Existing customers have two options:

  • Choose to stay on OpenStack and simply upgrade FortiSIEM guest from 4.10.0 to 5.0.0.
    See the 'Upgrading FortiSIEM' section of the Hardware Configuration Guides by selecting the models here.
  • Migrate to 5.0.0 without losing their data.
    See the Migration Guides for 2000F and 3500F.

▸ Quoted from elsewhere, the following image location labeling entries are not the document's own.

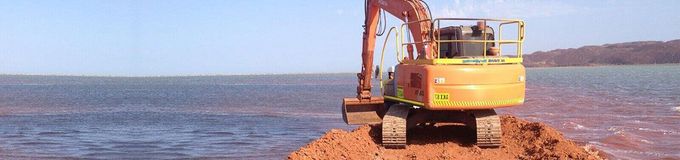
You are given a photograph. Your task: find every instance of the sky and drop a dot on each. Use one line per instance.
(226, 37)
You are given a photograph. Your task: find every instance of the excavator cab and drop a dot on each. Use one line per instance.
(459, 49)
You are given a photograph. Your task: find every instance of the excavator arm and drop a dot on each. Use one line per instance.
(368, 109)
(414, 13)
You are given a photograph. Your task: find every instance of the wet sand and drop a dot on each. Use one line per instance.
(521, 140)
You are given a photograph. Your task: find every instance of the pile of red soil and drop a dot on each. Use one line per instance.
(521, 140)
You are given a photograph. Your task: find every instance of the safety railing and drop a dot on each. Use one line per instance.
(485, 59)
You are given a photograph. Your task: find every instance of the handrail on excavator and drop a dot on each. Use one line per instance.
(499, 41)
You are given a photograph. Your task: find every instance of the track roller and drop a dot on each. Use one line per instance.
(488, 127)
(394, 126)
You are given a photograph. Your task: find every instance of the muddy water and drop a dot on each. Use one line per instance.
(631, 112)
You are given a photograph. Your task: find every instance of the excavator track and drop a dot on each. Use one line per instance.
(394, 126)
(488, 126)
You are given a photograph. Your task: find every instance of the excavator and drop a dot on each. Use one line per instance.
(453, 74)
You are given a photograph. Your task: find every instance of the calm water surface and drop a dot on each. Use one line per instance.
(631, 112)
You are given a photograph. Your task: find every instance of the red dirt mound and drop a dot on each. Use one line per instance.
(521, 140)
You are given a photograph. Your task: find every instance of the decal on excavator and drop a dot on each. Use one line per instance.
(400, 92)
(439, 97)
(416, 80)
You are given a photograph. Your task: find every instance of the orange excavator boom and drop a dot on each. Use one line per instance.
(414, 13)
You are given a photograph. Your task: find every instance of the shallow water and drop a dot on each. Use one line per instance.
(628, 111)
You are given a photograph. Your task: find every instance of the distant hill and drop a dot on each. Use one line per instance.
(642, 52)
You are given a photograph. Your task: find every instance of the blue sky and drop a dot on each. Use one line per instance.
(162, 38)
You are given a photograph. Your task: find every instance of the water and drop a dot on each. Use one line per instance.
(630, 112)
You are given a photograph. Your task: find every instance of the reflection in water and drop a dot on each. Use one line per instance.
(628, 111)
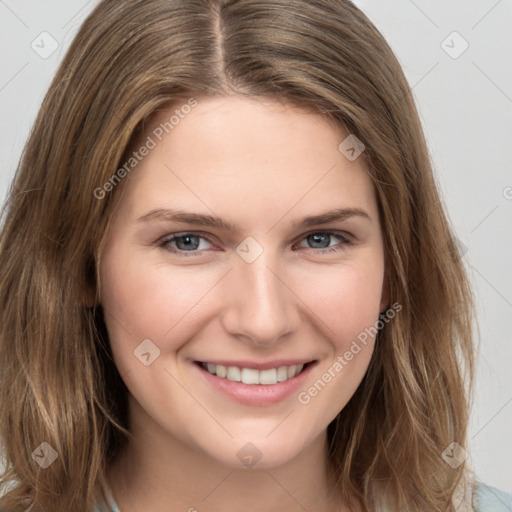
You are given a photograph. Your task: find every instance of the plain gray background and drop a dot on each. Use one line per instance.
(465, 100)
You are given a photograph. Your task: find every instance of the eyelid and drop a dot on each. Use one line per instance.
(347, 239)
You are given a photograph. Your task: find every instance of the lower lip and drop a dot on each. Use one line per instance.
(256, 394)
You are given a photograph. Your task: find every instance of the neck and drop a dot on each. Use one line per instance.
(160, 473)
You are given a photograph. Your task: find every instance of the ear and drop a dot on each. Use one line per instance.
(90, 296)
(384, 301)
(89, 293)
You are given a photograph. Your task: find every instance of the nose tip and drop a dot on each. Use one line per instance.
(260, 306)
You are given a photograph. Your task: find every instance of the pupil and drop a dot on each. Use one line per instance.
(186, 242)
(318, 238)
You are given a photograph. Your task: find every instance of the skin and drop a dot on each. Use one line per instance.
(261, 165)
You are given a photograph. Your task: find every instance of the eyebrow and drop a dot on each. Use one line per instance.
(213, 221)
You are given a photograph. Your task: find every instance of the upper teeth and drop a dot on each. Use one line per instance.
(252, 376)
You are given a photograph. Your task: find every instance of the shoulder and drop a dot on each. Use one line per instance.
(491, 499)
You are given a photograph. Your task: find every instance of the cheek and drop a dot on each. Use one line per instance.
(152, 302)
(345, 300)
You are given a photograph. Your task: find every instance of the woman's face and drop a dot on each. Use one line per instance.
(216, 271)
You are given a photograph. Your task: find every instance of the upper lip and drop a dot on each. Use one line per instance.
(244, 363)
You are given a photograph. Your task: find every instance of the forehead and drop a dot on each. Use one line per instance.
(245, 152)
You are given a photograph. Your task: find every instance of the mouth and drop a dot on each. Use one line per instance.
(255, 384)
(253, 376)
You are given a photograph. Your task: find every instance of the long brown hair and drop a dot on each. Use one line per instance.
(130, 58)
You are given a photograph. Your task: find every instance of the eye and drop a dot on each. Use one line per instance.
(320, 240)
(193, 243)
(185, 243)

Event Forwarding Enhancements

FortiSIEM can forward events to third-party systems. In this release, this feature is enhanced in the following ways:

  • Event forwarding is now more robust by buffering events in files just like Collector to Worker event forwarding. If a forwarding destination is not temporarily reachable, events are stored locally and then attempted later for forwarding.
  • Event forwarding criteria is now more fine grained including Reporting IP, Event Type, Source and Destination IP and Event payload.
  • More event forwarding protocols are included:
    • Syslog – UDP, TCP, TCP/SSL
    • Netflow
    • Kafka
  • Kafka based event forwarding can now be controlled by filtering criteria.
  • All event forwarding now happens from the FortiSIEM node that first receives the event from 3rd party system (typically a FortiSIEM Collector). In earlier releases, Kafka based event forwarding happened from Super/Worker nodes.

Ability to Handle IPFIX

FortiSIEM can handle high volume network flow data from firewalls and other network devices in the form of Netflow Version 5, Version 9, SFlow, JFlow, and Cisco AVC. This release enhances this support to include IPFIX.

Ability to Handle AWS EC2 VPC Traffic Log

In this release, FortiSIEM is able to receive, parse and analyze AWS EC2 VPC traffic like any other traffic log.

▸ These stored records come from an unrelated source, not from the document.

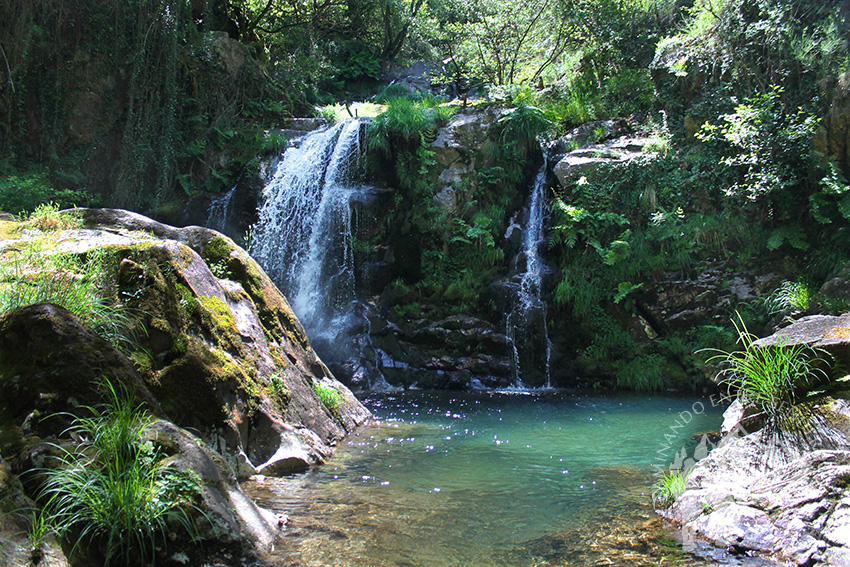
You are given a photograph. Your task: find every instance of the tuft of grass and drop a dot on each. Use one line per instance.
(113, 491)
(771, 378)
(669, 487)
(32, 274)
(796, 296)
(330, 396)
(48, 218)
(522, 125)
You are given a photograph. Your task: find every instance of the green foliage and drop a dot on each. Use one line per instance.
(668, 488)
(33, 274)
(772, 378)
(521, 125)
(644, 373)
(330, 396)
(23, 193)
(48, 218)
(114, 489)
(795, 296)
(771, 145)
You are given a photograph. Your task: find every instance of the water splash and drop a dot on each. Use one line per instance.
(304, 240)
(527, 328)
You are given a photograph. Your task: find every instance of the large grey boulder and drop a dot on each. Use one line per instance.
(776, 493)
(215, 349)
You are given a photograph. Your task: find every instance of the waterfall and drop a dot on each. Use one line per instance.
(527, 329)
(304, 238)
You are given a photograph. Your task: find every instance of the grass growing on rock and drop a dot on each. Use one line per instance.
(31, 273)
(113, 491)
(774, 379)
(670, 485)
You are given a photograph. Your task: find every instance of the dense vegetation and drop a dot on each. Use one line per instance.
(146, 104)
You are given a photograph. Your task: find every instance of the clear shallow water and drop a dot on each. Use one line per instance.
(487, 479)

Ability to Receive Logs via Kafka

FortiSIEM can forward logs to an external system via Kafka. In this release, FortiSIEM can receive logs via Kafka. This allows FortiSIEM to have robust 2-way log exchange with 3rd party systems.

Policy-Based FortiSIEM Ticket Escalation

Administrators can now define ticket escalation policies for FortiSIEM internal ticketing system. After defining a ticket due date, user can define policies to escalate to the manager of the assignee when the ticket is not yet resolved and current time is 'close' to the due date.

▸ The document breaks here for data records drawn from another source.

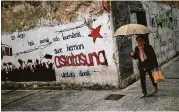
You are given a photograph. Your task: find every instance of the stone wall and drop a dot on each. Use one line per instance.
(163, 20)
(75, 43)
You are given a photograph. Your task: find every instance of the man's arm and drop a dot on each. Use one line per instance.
(154, 57)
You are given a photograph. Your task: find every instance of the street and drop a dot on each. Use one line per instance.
(166, 99)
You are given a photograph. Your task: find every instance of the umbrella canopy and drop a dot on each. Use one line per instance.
(131, 29)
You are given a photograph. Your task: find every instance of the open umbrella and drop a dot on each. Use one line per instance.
(132, 29)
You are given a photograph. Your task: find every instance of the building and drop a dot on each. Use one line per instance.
(78, 38)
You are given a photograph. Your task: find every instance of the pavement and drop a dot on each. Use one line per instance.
(166, 99)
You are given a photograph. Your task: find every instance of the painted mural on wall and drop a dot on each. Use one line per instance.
(75, 49)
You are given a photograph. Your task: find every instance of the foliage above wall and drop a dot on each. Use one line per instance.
(24, 15)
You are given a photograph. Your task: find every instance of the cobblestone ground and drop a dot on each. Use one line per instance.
(167, 98)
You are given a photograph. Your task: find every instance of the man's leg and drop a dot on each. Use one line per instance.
(143, 81)
(152, 79)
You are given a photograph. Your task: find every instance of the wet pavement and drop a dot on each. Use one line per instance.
(166, 99)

Multiple Language Support in Event Report

Log data may contain certain log attribute values (for example, user name) in various languages. This release enables PDF and CSV reports to properly show these log values in various languages. Currently, out-of-the-box supported languages are English, Korean, Russian, Japanese and Chinese. User can add a language of their choice.

ConnectWise Ticketing System Integration via REST API

FortiSIEM has a built-in integration with ConnectWise ticketing system via a SOAP API. Since the SOAP API is being deprecated, FortiSIEM 5.0 release can now do the same functionality via the new REST API.

Ability to Add More User Context into Events in Real-time

FortiSIEM can discover users from Active Directory and OpenLDAP and add user context to events in real time. For example, when the user name matches in an event, FortiSIEM adds the full user name to the event to make the user identifiable. In this release, more user attributes such as employee serial number and membership groups are added to events in real time.

Ability to Handle AWS Terminated Instances in CMDB

FortiSIEM can discover server instances in AWS and populate it's CMDB. Until this release, the deletion from CMDB used to be a manual audit worthy event, since it is difficult to tell for sure, whether the server has been terminated or it is a network connectivity issue. In AWS, where instances are brought up and torn down quickly, stale server instances in CMDB causes license exhaustion. In this release, FortiSIEM is able to analyze the AWS CloudTrail log and delete the terminated devices from CMDB.

Ability to Include Multiple Incidents to a Ticket in FortiSIEM Internal Ticketing System

You can now add more than one (related) incident to a ticket in the FortiSIEM internal ticketing system.

NIST 800-171 Compliance Support

This release adds reports for NIST 800-171 Compliance.

Full Catalog of FortiSIEM System Errors Using Distinct Event Types

Stating this release, FortiSIEM internal errors are generated with proper event types and severity so they can be queried easily from FortiSIEM.